As such, the widow in the Gospel challenges us on two counts. First, you would think that we have come a long and enlightened way. But, when you read of personalities (who have to remain nameless) and their making a show of their "noble largesse", we know that the phenomenon of shameless parading is still alive. In the context of this benevolence, what is worse is that much of the wealth has been ill-gotten in the first place. But, that is not the point. What is more important is to become more aware of how our actions affect the poor. That is the challenge of the Gospel’s widow. By what we do or what we do not do, have the poor become poorer? This is the part where we begin to be more aware of what we do with what we have. Parading our “generosity” is not enough. Nowhere does Christ condemn the wealthy for being wealthy. Wealth may be God’s choicest blessing but for those who do not know how to use it, it becomes a curse.

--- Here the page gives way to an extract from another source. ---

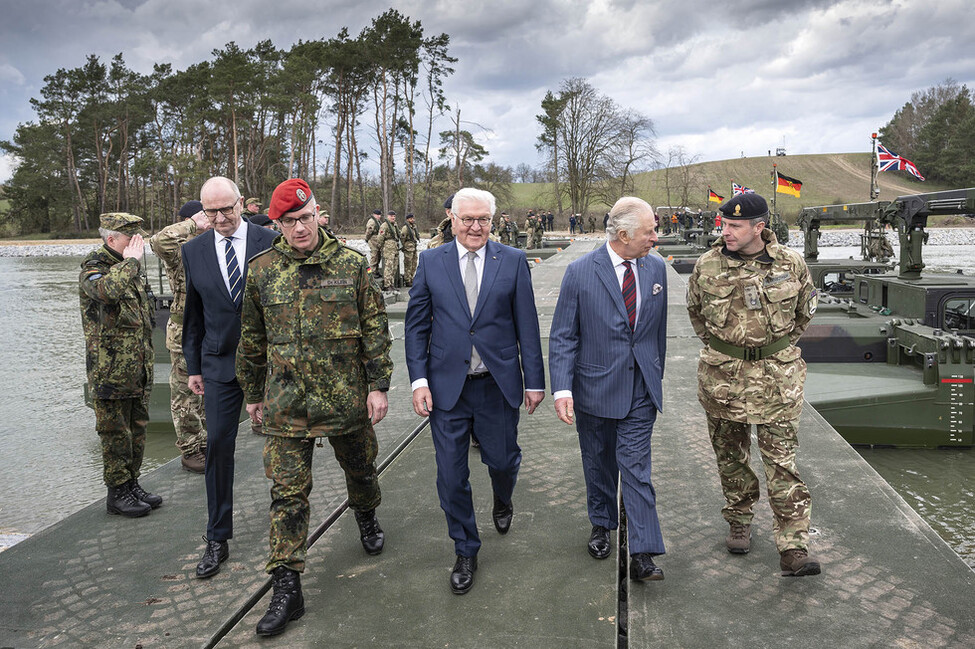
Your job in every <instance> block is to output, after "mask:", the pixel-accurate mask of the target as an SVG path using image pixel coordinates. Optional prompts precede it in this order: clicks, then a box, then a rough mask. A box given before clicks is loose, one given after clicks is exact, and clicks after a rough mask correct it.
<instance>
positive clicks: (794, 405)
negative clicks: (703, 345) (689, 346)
mask: <svg viewBox="0 0 975 649" xmlns="http://www.w3.org/2000/svg"><path fill="white" fill-rule="evenodd" d="M762 238H763V239H764V240H765V242H766V246H765V252H764V253H763V254H762V255H760V256H759V257H758V258H757V259H754V260H751V261H746V260H744V259H742V258H741V257H740V256H739V255H738V254H737V253H734V252H730V251H728V250H727V249H725V247H724V241H723V239H720V238H719V239H718V240H717V241H716V242H715V243H714V245H713V246H712V248H711V249H710V250H708V251H707V252H705V253H704V254H703V255H701V257H700V259H698V261H697V264H696V265H695V266H694V271H693V272H692V273H691V276H690V278H689V280H688V283H687V311H688V314H689V315H690V319H691V324H692V325H693V327H694V332H695V333H696V334H697V335H698V337H700V338H701V340H703V341H704V343H705V345H707V343H708V341H709V340H710V338H711V337H712V336H714V337H716V338H718V339H720V340H722V341H724V342H725V343H727V344H729V345H734V346H736V347H762V346H764V345H768V344H770V343H772V342H774V341H776V340H778V339H779V338H782V337H783V336H788V337H789V340H790V342H791V344H790V345H789V346H788V347H786V348H785V349H783V350H781V351H778V352H776V353H774V354H772V355H771V356H769V357H768V358H766V359H762V360H758V361H746V360H741V359H738V358H734V357H732V356H727V355H725V354H723V353H721V352H718V351H716V350H714V349H711V348H710V347H707V346H705V347H704V349H702V350H701V352H700V358H699V362H698V370H697V376H698V399H699V400H700V402H701V405H702V406H704V409H705V410H706V411H707V412H708V414H710V415H711V416H713V417H720V418H722V419H729V420H732V421H740V422H746V423H750V424H755V423H766V422H772V421H783V420H788V419H795V418H796V417H798V416H799V414H800V413H801V412H802V398H803V384H804V383H805V380H806V364H805V362H804V361H803V360H802V357H801V352H800V350H799V348H798V347H796V346H795V343H796V341H798V340H799V337H800V336H801V335H802V332H803V331H805V329H806V326H808V324H809V321H810V320H811V319H812V316H813V314H814V313H815V312H816V305H817V295H816V289H815V287H814V286H813V283H812V279H811V278H810V276H809V270H808V268H806V263H805V262H804V261H803V259H802V256H801V255H800V254H799V253H797V252H795V251H793V250H790V249H789V248H787V247H785V246H782V245H779V243H778V241H777V240H776V238H775V235H774V234H773V233H772V232H771V230H767V229H766V230H763V231H762ZM746 293H747V294H750V295H751V296H752V298H753V299H751V300H746ZM746 302H748V303H750V304H751V308H749V306H748V304H746Z"/></svg>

Thus, the widow in the Gospel teaches us, that apart from generous giving and trust in God, those of us who are more blessed need to be aware of what the true nature of blessing is. The blessing of having more is never for oneself. What we do with what we have is also an act of trust in and a response to God’s providence and this allows us to take a look at the widow of the 1st Reading.

First, consider her “double” silence. She is not just a widow but a “foreign” widow with a child to support. As such, she is doubly disadvantaged. Her encounter with Elijah teaches us that no matter how disadvantaged, one can still be generous. In a way our widow in the 1st Reading is like the widow in the Gospel because objectively by giving everything she has, she has also worsened her situation—"we shall eat and die". But unlike the widow in the Gospel, the situation is made different by her subjective response. We are never impoverished if we begin to share what we have. Thus, the difference between the two widows teaches us that we may be made poor objectively but our response to an objective situation must always be subjective, that is, personal.

Whilst the widow in the Gospel is made poorer by her objective situation, the widow of Elijah by her subjective response has freed herself to receive God’s providence. This is where we are challenged in our giving. There will be a lot of times where we will not be in control. The political landscape shows that injustice abounds in the country. The environment is not cooperating with us as we experience floods in the East Coast. We are told that the economy is improving but a neighbouring country known for its corruption is now even more transparent than we are and drawing foreign direct investment. All these factors may come together to restrict our freedom or narrow the scope of our action, like the widow in the Gospel. But the widow in the 1st Reading illustrates that freedom, no matter how restricted, is never so that we cannot be generous. That generosity comes only when we believe that God will provide. Otherwise we remain always in the territory of giving from our abundance or from our surplus and not from what we need. In short, we give what we do not need. Let me stress that there is nothing to be ashamed of even though many of us are like that. It is a natural response to any situation of lack or want. The parish is like that too. I tell other parish priests not to come to our parish for their fund-raising believing that there is only this much of generosity and we cannot spare. It actually betrays a lack of trust in people and more so in God.

That is why true generosity is a gift of the Holy Spirit for it is a heroic virtue. Any preacher who sets about asking people to give until it hurts may work on the sentiments of people who are shamed into giving—like telling the congregation that the "Proddies" give 10% and by our calculation Catholics on average give less than 1%. But, in the face of God’s Providence, to be shamed into giving would be a slap in the face of God whom we can trust. We give not because we are shamed. We give because God can be trusted for He is the giver of all things good. The 2nd Reading is our confirmation. If God can give His Son who sacrificed Himself to do away with our sins, what would God not give since He has paid the price for our salvation, with no less than the blood of His Son?

Generosity is a companion of freedom. When one gives freely, the result can only be freedom on our part—a freedom that no wealth or money could ever buy. The path to this freedom is to desire this faith and generosity to trust in God. We pray for that freedom to be generous.